Глупый я задал вопрос! На самом деле нужно было спросить, что он делать намерен…
– Да пришлось мне как-то отправиться в Джеханнах, господин хороший, там-то я, значит, и увидал тех двух… Ну, двоих женщин, таких же, как она. Так что в ней я ошибиться никак не мог! Она совсем как те две. – Саймон опасливо снизил голос. – Они и мертвых, бывает, на ноги обратно могут поставить, люди добрые мне сказывали.
– Кто ещё знает о твоей догадке? – спросил его Перрин торопливо, а Лойал пробубнил:
– Уж если братец твой умер, ему никто не поможет. Человек с лягушачьим ликом озабоченно поглядывал то на одного, то на другого своего собеседника, а слова его пузырились, точно капли дождя на воде:
– Нет, никто не знает, господин хороший. Нет, добрый огир, Ноам не мертвый, а только больной. А я поклясться готов: кроме меня, никто другой не смог бы ее распознать. Даже мастер Харод за всю свою жизнь не уезжал из Джарры далее, чем на двадцать миль. А братец мой плох. Я бы и сам мог просить ее попользовать Ноама, да боюсь, слишком громко от страху колени мои заколотятся друг об дружку, не услышит она моих слов. Или вдруг за стук моих косточек возьмет она да и озлится, да молнией в меня шуранет! А если я ошибаюсь? Ляпнешь не то, да окажется, обвинишь женщину невесть в чем, а она– то… Дело-то какое… То есть… э-э… – И он воздел свои длани, не то умоляя простить его, не то прося защиты.
– Обещать тебе ничего не могу, – проговорил Перрин, – но с нею я побеседую. А тебе, Лойал, почему бы не составить компанию Саймону, пока я буду говорить с Морейн?
– Да, я буду рад! – прогремел огир. Ручища Лойала легла на плечо Саймону, и тот вздрогнул от навалившейся на него тяжести. – Саймон мне комнатенку мою покажет, там мы с ним и поболтаем. Кстати, Саймон, ты, верно. много знаешь о разных деревьях, да?
– О де… О деревьях, добрый огир?
Перрин же дожидаться древесных новостей не стал. Он торопливо возвратился в темный коридор, постучал в дверь номера, где расположилась Морейн, и недолго дожидался повеления: "Войдите! "
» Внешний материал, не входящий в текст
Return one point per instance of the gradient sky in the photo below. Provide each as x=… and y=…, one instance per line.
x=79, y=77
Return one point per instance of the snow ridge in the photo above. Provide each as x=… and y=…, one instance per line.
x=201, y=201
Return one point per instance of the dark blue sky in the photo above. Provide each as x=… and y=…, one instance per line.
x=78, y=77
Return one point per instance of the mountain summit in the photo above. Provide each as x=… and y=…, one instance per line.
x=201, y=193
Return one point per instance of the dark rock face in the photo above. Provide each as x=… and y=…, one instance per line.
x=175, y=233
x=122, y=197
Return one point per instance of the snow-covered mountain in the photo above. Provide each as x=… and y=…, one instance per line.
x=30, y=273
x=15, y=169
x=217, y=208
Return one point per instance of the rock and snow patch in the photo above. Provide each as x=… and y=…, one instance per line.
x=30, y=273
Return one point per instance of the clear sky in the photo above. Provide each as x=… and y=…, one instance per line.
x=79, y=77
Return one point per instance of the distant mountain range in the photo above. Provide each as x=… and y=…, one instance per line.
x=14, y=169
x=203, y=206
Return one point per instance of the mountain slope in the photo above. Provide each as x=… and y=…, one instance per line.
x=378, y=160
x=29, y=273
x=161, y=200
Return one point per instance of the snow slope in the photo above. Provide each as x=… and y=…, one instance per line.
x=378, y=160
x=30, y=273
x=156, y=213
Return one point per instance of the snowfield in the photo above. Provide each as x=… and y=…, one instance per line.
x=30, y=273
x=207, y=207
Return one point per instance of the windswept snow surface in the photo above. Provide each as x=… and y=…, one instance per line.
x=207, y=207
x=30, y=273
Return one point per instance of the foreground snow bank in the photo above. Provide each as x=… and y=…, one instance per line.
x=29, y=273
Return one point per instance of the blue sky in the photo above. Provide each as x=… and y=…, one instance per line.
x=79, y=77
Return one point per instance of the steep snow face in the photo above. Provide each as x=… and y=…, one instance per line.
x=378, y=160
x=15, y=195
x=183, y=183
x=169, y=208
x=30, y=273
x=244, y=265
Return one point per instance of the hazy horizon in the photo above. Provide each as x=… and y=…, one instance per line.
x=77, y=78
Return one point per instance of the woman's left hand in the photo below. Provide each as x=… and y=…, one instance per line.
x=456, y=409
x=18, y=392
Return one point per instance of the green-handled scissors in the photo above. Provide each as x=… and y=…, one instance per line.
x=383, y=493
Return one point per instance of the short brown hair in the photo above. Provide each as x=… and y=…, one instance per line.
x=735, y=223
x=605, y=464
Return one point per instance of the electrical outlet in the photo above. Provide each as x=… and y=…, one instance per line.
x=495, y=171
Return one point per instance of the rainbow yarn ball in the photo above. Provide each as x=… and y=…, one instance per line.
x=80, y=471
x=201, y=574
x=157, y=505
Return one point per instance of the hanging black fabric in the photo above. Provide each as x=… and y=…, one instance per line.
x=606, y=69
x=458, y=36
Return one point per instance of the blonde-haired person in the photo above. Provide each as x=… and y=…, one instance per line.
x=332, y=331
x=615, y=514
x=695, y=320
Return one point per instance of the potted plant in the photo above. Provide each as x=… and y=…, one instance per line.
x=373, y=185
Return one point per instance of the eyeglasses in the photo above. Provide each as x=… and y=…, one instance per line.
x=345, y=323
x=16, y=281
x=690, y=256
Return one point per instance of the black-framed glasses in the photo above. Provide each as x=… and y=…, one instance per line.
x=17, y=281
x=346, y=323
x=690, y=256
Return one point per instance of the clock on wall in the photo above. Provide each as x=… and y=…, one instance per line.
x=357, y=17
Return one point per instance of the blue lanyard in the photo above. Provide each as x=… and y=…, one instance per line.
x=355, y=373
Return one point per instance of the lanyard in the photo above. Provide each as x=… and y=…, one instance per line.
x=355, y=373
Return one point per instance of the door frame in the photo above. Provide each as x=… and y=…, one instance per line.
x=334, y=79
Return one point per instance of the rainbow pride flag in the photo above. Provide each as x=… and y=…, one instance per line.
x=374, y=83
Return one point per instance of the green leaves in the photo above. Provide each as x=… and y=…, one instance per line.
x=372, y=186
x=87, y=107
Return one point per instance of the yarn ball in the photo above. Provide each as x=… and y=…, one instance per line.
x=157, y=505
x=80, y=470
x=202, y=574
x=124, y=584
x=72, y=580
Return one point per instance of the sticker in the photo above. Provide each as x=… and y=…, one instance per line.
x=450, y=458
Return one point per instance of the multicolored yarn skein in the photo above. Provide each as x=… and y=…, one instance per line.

Полдюжины горевших в номере свечей явственно показывали взору вошедшего, что "наилучшая" из комнат "Прыжка" была хороша, но не слишком, хотя и висел над кроватью балдахин на четырех высоких столбиках, да и матрас на ней не горбился, как его единокровный братец в покоях Перрина. На полу возлежал шикарный половик, а вместо табуреток возвышались два кресла. Морейн и Лан, стоя друг против друга рядом с холодным очагом, наверное, о чем-то спорили, ибо сейчас Айз Седай выглядела прерванной на полуслове и недовольной. Лицо Стража оставалось непроницаемо, точно у статуи.